Дружный хохот покрыл его слова. Туфта с возмущением показал президиуму на зал.
— Как ни смейтесь, а я еще раз скажу, что молодежь — это барометр. Ленин несколько раз об этом писал.
В зале моментально стихло.
— Что писал? — долетело из зала. Туфта оживился:
— Когда готовилось Октябрьское восстание, Ленин давал директиву собрать решительную рабочую молодежь, вооружить ее и вместе с матросами бросить на самые ответственные участки. Хотите, я вам прочту это место? У меня все цитаты выписаны на карточках. — И Туфта полез в портфель.
— Мы это знаем!
— А что писал Ленин о единстве?
— А о партийной дисциплине?
— Где Ленин противопоставлял молодежь старой гвардии?
Туфта потерял нить и перешел к другой теме:
— Тут Лагутина читала письмо Юреневой. Мы не можем отвечать за некоторые ненормальности дискуссии.
Цветаев, сидевший рядом с Школенко, прошептал с бешенством:
— Пошли дурака богу молиться, он и лоб расшибет!
Школенко так же тихо ответил:
— Да! Этот болван провалит нас окончательно.
Тонкий, визгливый голос Туфты продолжал сверлить уши:
— Если вы организовали фракцию большинства, то мы имеем право организовать фракцию меньшинства!
В зале поднялась буря.
Туфта был оглушен градом возмущенных восклицаний:
— Что такое?

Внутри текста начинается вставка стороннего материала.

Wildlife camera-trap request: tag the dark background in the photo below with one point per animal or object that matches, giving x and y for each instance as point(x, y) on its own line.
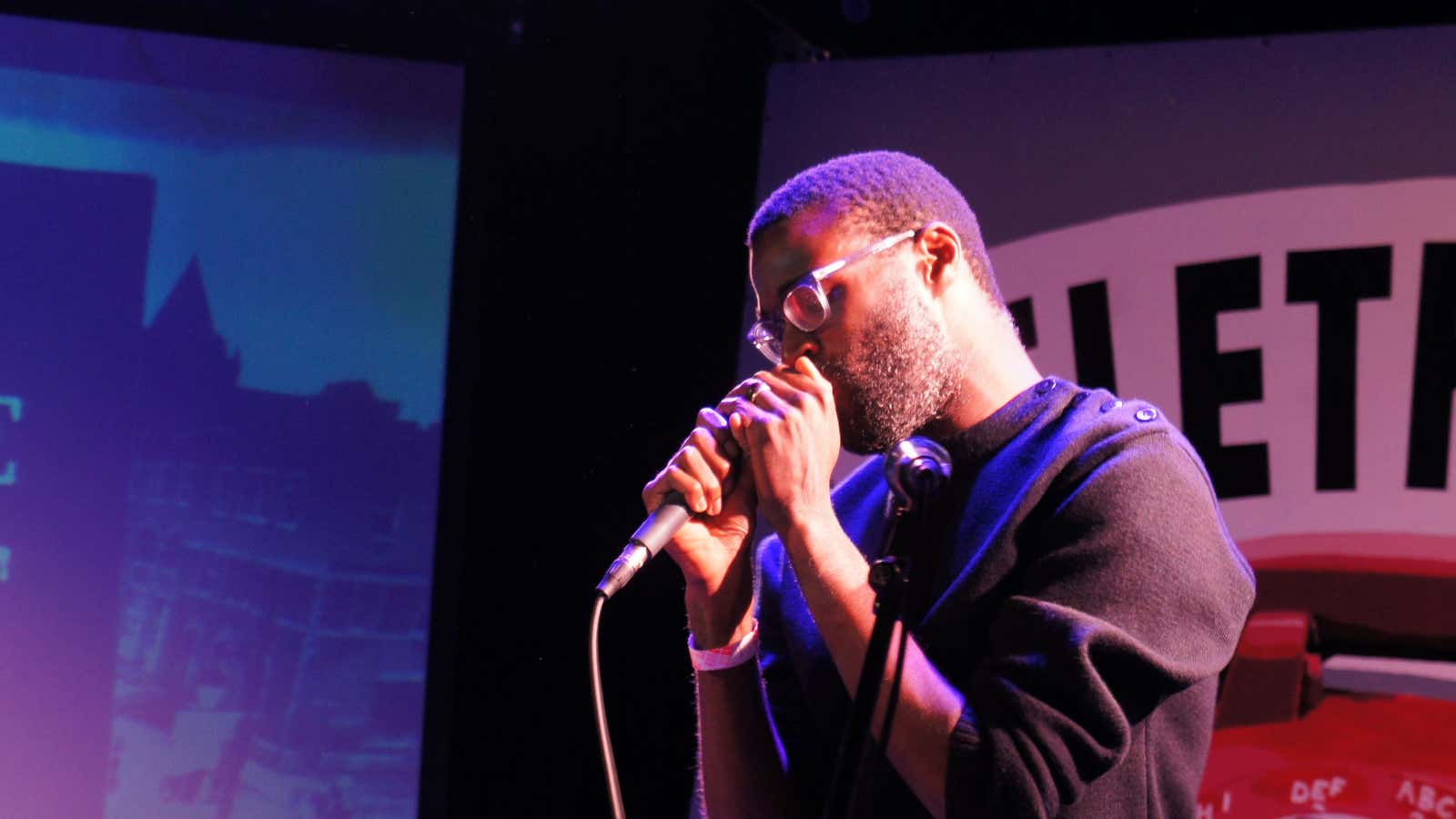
point(611, 153)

Опять большевики и меньшевики!
— РКП не парламент!
— Они для всех стараются — от Мясникова и до Мартова!
Туфта взмахнул руками, словно пускаясь вплавь, и азартно зачастил словами:
— Да, нужна свобода группировок. Иначе как мы — инакомыслящие — сможем бороться за свои взгляды с таким организованным, спаянным дисциплиной большинством?
В зале нарастал гул. Панкратов поднялся и крикнул:
— Дайте ему высказаться, это полезно знать! Туфта выбалтывает то, о чем другие молчат.
Стало тихо. Туфта понял, что пересолил. Этого говорить, пожалуй, не стоило сейчас. Его мысль сделала скачок в сторону, и, заканчивая свое выступление, он засыпал слушателей ворохом слов:
— Вы, конечно, можете исключить и запихать нас в угол. Это уже начинается. Меня уже выжили из губкомола. Ничего, скоро увидим, кто был прав. — И он выкатился со сцены в зал.
Дубава получил от Цветаева записку:
«Митяй, выступи сейчас. Правда, это не повернет дела, наше поражение здесь очевидно. Необходимо поправить Туфту. Это ведь дурак и болтун».
Дубава попросил слова; оно ему было сейчас же дано.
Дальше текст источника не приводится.